Asili nido: Istat, “in Italia sotto la media europea la frequenza di una qualsiasi struttura educativa da parte di bambini sotto i 3 anni”

Sulla base dell’indagine campionaria europea sui redditi e le condizioni di vita delle famiglie, “in Italia i bambini sotto i 3 anni che frequentano una qualsiasi struttura educativa sono il 26,3% nel 2019, valore inferiore alla media europea (35,3%) . In altri Paesi del Mediterraneo si registrano nello stesso anno tassi di frequenza ben superiori (Spagna 57,4%, Francia 50,8%)”. Lo evidenzia oggi l’Istat, nel report “Nidi e servizi integrativi per la prima infanzia (anno educativo 2019/2020)”, precisando che “il dato si riferisce alla frequenza di qualsiasi servizio educativo, inclusi gli ‘anticipatari’ alla scuola d’infanzia , che in Italia rappresentano il 5,1% dei bambini sotto i 3 anni.

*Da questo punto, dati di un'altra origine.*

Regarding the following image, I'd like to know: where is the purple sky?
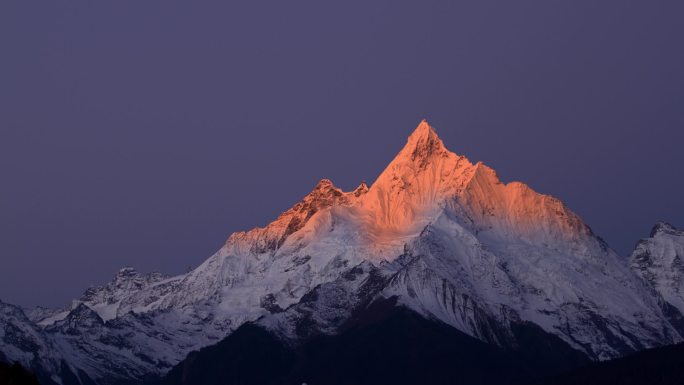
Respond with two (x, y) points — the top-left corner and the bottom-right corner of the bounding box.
(0, 0), (684, 305)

Al netto degli anticipatari e dei beneficiari dell’offerta comunale (14,7%), si stima intorno al 6,5% la quota di bambini iscritti nei nidi privati non finanziati dai comuni.”
Tra i fattori che influiscono sulle scelte delle famiglie “vi sono i costi del servizio, soprattutto per l’accesso ai nidi privati, e la scarsa diffusione dei servizi, che penalizza soprattutto i residenti in alcune aree del Paese. I criteri di selezione delle domande da parte dei comuni per l’accesso ai nidi pubblici tendono inoltre a favorire le famiglie in cui entrambi i genitori lavorano, per sostenere la conciliazione degli impegni lavorativi e di cura”.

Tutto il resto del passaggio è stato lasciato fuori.